Green sleeves was all my joy,
Green sleeves was my delight,
went clear out of her head. There was a kind of shame on her face; and when she went along to her friend she could not help exclaiming, "How good you are, Prue!"
"I!" said the other, with some touch of wonder in the upturned face. "I fear that cannot be said of any of us, Judith."
"I would I were like you, sweetheart," was the answer, with a bit of a sigh.
"Like me, Judith?" said Prudence, returning to her task (which was nearly ended now, for she had but few more flowers left). "Nay, what makes you think that? I wish I were far other than I am."
"Look, now," Judith said, "how you are occupied at this moment. Is there another in Stratford that has such a general kindness? How many would think of employing their time so?
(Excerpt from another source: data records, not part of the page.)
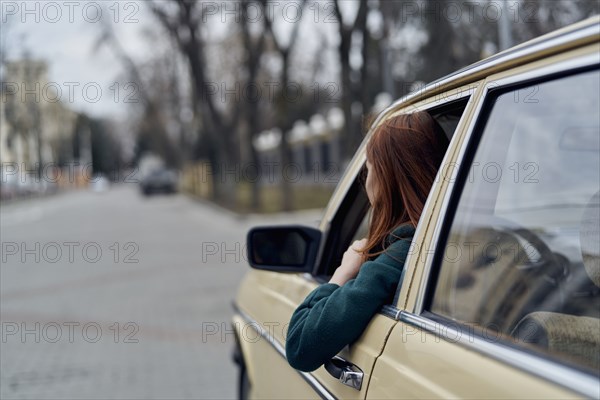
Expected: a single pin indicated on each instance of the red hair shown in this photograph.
(405, 153)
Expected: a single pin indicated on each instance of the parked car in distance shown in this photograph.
(159, 181)
(500, 294)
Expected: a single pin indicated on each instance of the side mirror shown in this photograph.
(283, 248)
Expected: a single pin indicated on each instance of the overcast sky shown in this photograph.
(63, 34)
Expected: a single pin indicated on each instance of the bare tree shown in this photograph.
(218, 128)
(346, 32)
(284, 121)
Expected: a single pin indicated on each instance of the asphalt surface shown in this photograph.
(113, 295)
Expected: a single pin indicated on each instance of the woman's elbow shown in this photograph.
(299, 358)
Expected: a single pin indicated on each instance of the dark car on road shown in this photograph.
(159, 181)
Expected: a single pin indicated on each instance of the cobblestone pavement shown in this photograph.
(115, 296)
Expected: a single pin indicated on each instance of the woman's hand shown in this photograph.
(351, 262)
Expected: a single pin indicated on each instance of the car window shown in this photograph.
(521, 259)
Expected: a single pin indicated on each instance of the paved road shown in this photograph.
(112, 295)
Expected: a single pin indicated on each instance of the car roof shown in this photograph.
(568, 38)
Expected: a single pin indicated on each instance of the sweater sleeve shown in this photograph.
(332, 317)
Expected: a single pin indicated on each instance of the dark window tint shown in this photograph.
(522, 260)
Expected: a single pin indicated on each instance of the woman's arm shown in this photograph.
(334, 316)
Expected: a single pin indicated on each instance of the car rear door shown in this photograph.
(502, 298)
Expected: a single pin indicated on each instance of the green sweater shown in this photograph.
(332, 317)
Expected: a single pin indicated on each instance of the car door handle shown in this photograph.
(346, 372)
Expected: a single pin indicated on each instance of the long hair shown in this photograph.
(405, 152)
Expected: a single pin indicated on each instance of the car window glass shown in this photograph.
(521, 261)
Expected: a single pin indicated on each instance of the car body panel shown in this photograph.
(401, 357)
(419, 364)
(275, 297)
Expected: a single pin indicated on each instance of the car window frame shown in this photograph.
(519, 357)
(332, 243)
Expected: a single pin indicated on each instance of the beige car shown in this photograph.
(500, 296)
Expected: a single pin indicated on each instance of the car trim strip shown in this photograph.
(564, 376)
(308, 377)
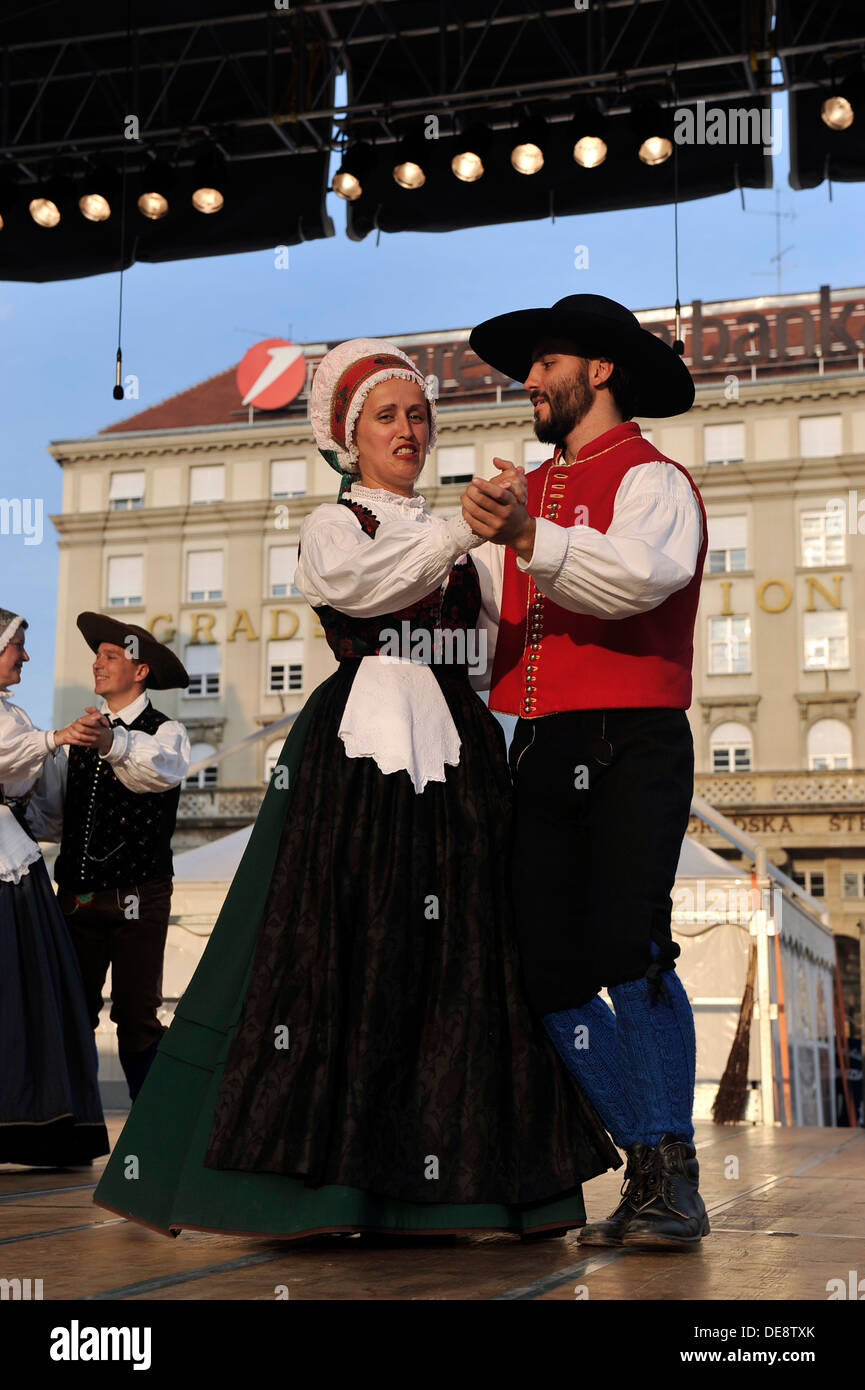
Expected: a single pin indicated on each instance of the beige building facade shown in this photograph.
(185, 519)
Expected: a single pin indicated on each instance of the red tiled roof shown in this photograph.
(212, 402)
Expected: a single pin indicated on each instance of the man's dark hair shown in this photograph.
(620, 385)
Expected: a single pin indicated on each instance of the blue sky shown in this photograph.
(188, 320)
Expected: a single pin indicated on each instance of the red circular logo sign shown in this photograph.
(271, 374)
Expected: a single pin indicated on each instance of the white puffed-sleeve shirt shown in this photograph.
(395, 712)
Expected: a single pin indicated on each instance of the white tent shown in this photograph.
(719, 909)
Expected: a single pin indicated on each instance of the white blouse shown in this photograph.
(395, 712)
(24, 749)
(648, 551)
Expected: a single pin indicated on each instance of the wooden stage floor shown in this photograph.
(787, 1211)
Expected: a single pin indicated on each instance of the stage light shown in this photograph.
(45, 211)
(95, 207)
(410, 159)
(209, 182)
(654, 132)
(839, 109)
(527, 153)
(155, 186)
(587, 131)
(473, 148)
(356, 164)
(47, 203)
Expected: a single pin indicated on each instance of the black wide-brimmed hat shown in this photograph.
(598, 327)
(167, 672)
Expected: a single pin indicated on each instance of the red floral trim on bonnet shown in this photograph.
(353, 377)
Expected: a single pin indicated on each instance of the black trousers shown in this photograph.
(106, 933)
(595, 847)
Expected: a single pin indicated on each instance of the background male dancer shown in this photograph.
(594, 652)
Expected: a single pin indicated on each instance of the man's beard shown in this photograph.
(568, 405)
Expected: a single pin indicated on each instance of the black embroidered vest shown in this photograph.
(449, 608)
(114, 837)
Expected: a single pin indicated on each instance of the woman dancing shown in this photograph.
(50, 1112)
(353, 1051)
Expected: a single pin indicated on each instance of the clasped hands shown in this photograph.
(495, 509)
(89, 730)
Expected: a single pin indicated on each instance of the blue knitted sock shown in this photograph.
(593, 1055)
(658, 1051)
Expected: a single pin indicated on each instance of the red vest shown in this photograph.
(550, 659)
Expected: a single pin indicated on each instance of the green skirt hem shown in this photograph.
(156, 1173)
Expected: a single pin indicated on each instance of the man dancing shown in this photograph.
(594, 652)
(120, 805)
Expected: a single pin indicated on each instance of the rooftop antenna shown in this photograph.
(779, 255)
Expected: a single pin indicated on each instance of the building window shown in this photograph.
(288, 478)
(723, 444)
(285, 666)
(205, 776)
(271, 756)
(728, 544)
(826, 642)
(812, 880)
(203, 576)
(127, 491)
(203, 662)
(536, 453)
(819, 437)
(822, 537)
(730, 748)
(829, 745)
(283, 562)
(207, 483)
(455, 463)
(125, 580)
(729, 645)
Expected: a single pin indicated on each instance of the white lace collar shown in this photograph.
(387, 499)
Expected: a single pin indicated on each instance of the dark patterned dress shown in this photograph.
(383, 1041)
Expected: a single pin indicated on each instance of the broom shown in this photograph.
(730, 1101)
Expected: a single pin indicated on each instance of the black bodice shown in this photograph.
(114, 837)
(451, 608)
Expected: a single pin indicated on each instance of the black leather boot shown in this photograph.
(135, 1066)
(640, 1161)
(669, 1214)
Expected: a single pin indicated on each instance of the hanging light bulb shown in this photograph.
(96, 192)
(155, 186)
(45, 211)
(527, 153)
(209, 181)
(588, 129)
(652, 125)
(95, 207)
(837, 110)
(349, 178)
(49, 198)
(467, 164)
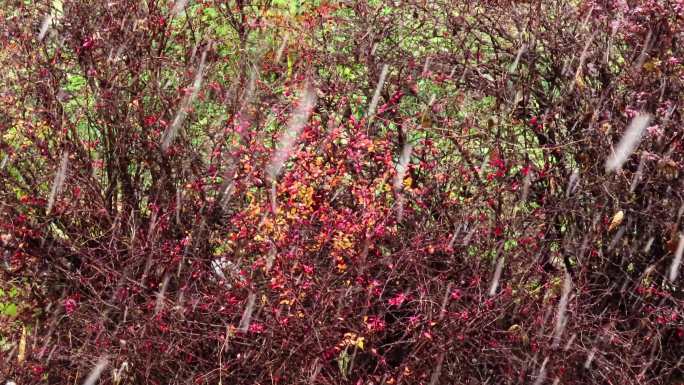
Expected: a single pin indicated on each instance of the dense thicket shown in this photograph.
(364, 192)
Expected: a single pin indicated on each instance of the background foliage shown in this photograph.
(340, 192)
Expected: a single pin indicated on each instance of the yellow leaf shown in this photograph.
(579, 81)
(617, 220)
(21, 356)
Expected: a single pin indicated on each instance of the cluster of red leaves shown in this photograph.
(488, 257)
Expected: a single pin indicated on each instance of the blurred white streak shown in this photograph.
(674, 269)
(590, 358)
(171, 132)
(648, 245)
(562, 306)
(281, 49)
(378, 89)
(161, 295)
(438, 370)
(573, 182)
(527, 182)
(247, 314)
(402, 166)
(58, 182)
(638, 174)
(44, 26)
(97, 371)
(629, 142)
(497, 276)
(514, 66)
(542, 372)
(294, 127)
(570, 341)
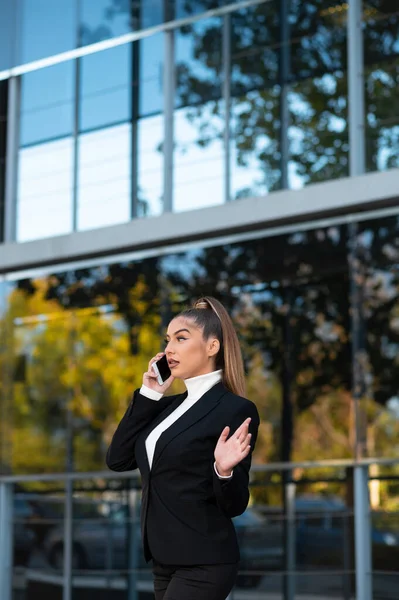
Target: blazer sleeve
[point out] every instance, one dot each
(232, 495)
(140, 412)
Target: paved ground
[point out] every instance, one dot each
(308, 586)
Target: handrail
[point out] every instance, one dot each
(272, 467)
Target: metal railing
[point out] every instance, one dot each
(361, 517)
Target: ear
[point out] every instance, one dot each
(213, 347)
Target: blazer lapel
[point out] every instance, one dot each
(140, 446)
(201, 408)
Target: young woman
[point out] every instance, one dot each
(194, 454)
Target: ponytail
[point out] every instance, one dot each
(212, 317)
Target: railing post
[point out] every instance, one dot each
(364, 586)
(6, 540)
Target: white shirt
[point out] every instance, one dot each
(196, 388)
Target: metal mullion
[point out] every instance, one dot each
(226, 70)
(356, 110)
(169, 87)
(135, 83)
(75, 188)
(12, 162)
(363, 566)
(6, 540)
(284, 69)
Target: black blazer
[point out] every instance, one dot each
(186, 509)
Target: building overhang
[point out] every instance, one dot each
(333, 198)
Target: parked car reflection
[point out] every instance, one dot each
(106, 543)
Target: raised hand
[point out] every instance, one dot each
(150, 378)
(229, 452)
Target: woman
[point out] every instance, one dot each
(194, 454)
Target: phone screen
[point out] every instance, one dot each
(163, 368)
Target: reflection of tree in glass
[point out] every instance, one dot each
(77, 360)
(314, 52)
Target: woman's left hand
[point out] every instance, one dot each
(229, 452)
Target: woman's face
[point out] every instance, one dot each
(187, 352)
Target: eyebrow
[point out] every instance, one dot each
(179, 331)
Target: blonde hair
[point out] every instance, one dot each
(211, 316)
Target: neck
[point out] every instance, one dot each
(198, 385)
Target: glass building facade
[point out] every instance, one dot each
(121, 114)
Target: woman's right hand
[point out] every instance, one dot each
(150, 378)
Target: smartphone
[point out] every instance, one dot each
(162, 370)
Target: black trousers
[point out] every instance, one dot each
(197, 582)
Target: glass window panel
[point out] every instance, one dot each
(102, 19)
(46, 28)
(78, 343)
(378, 334)
(318, 96)
(7, 34)
(45, 186)
(256, 104)
(199, 158)
(151, 53)
(104, 196)
(105, 99)
(3, 146)
(289, 298)
(255, 151)
(150, 132)
(381, 56)
(47, 103)
(199, 118)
How many would come away from their own affairs – "
"It may be I have more idle time than many," said Prudence, with a slight flush. "But I commend not myself for this work; in truth, no; 'tis but a pastime; 'tis for my own pleasure."
"Indeed, then, good Prue, you are mistaken, and that I know well," said the other, peremptorily. "Your own pleasure? Is it no pleasure, then, think you, for them that come from time to time, and are right glad to see that some one has been tending the graves of their friends or kinsmen? And do you think, now, it is no pleasure to the poor people themselves – I mean them that are gone – to look at you as you are engaged so, and to think that they are not quite forgotten? Surely it must be a pleasure to them. Surely they cannot have lost all their interest in what happens here – in Stratford – where they lived; and surely they must be grateful to you for thinking of them, and doing them this kindness? I say it were ill done of them else. I say they ought to be thankful to you. And no doubt they are, could we but learn."
"Judith! Judith! you have such a bold way of regarding what is all a mystery to us," said her gentle-eyed friend. "Sometimes you frighten me."
"I would I knew, now," said the other, looking absently across the river to the boys that were playing there, "whether my little brother Hamnet – had you known him you would have loved him as I did, Prudence – I say I wish I knew whether he is quite happy and content where he is, or whether he would not rather be over there now with the other boys. If he looks down and sees them, may it not make him sad sometimes – to be so far away from us? I always think of him as being alone there, and he was never alone here. I suppose he thinks of us sometimes. Whenever I hear the boys shouting like that at their play I think of him; but indeed he was never noisy and unruly. My father used to call him the girl-boy, but he was fonder of him than of all us others; he once came all the way from London when he heard that Hamnet was lying sick of a fever."